After Friday's Board of Trustees meeting, Ohio University's Voinovich Center for Leadership and Public Affairs remains a center, not a school.
Provost Kathy Krendl, who presented information about the center to the board, said the center would like to propose moving to school status at the board's April meeting.
Becoming a school will allow the center more formal opportunities to attract outside contracts, said Trustee Larry Schey.
The core mission of the Voinovich Center started out being external
Schey said, adding that as more people got involved, the mission evolved to encompass external work as well as internal work, such as education.
The Voinovich Center provides real-world and problem-solving experience and focuses on environmental studies, economic development and entrepreneurship, Krendl said.
In 2006, about 90 percent of the center's $5.9 million budget comes from external contract work from the region and state, Krendl said.
If the center becomes a school, its plan is to be 80 percent funded by outside sources, Schey said.
Trustee Gene Harris questioned why the school could not retain its 90 percent of external funding. She suggested that an agreement be made between the school and the university not to let external funding go below a certain percentage.
I think we've got to have the financial stability balance there too she said.
Trustee C. Robert Kidder also questioned the finances of the center.
I'm trying to understand there's not going to be another hole in our financial dike he said.
School status would help retain faculty by engaging them and demonstrating the sustainability of the center, Krendl said.
Becoming a school also will attract more quality students, Schey said.
How do we expand the greatness of what's going on at the Voinovich Center to more students? he asked. The more you look at it
the better the answer gets.
Deans support the idea of the center's becoming a school and see opportunities for coordinating programs between schools, Schey said.
President's report
OU President Roderick McDavis presented updates to the board on plagiarism cases in the Russ College of Engineering and Technology, including the recommendation of revoking a degree.
The Academic Honesty Committee examined 21 cases of plagiarism in the College of Engineering. Of these cases, 14 require hearings, four must be rewritten and three have been dismissed.

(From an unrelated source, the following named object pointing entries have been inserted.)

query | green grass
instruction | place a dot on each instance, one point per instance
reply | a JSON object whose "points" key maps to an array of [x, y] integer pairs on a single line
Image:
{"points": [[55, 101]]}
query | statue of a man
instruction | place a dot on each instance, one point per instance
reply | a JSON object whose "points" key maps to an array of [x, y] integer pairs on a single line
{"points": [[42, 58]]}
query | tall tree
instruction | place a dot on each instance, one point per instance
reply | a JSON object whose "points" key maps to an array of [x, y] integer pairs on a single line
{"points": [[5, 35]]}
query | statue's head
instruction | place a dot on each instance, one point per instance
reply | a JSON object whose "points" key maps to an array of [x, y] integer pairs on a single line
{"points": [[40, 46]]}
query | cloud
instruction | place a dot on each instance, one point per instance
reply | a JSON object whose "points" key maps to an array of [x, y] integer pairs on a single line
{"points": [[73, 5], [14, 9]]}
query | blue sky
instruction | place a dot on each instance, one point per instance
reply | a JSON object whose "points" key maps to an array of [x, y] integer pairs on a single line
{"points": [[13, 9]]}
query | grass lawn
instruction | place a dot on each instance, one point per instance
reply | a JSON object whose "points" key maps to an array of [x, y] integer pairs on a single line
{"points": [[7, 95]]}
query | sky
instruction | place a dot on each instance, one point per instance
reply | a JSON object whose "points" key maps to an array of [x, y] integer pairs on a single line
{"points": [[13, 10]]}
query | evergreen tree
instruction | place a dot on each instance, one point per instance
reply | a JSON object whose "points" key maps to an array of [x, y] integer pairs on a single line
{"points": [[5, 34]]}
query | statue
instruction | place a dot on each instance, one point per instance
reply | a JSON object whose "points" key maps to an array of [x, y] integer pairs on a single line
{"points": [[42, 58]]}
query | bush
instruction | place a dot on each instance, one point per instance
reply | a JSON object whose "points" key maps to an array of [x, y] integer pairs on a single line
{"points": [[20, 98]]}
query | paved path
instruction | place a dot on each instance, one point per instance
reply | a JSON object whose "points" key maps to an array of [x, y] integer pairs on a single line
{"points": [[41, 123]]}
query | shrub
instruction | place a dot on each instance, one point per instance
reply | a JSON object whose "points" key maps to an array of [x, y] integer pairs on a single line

Of the two hearings that have been conducted, one resulted in an opportunity for a rewrite of the thesis and the other resulted in the recommendation of revoking a degree. The alumnus is in the process of appealing this decision.
Former department chair Jay Gunasekera will be on a leave of absence next academic year and is meeting with Dean Dennis Irwin to discuss a resolution, which could involve an admittance of negligence and a public apology, said John Burns, OU's director of legal affairs.
In June, Professor Bhavin Mehta's contract will not be renewed for budgetary reasons, Burns said. Mehta has filed a civil rights complaint against the university.
Also in his report, McDavis said that OU's Information Technology department has eliminated approximately 470 of the 500 instances where Social Security numbers are used. He expects 20 to 25 more instances to be eliminated by June.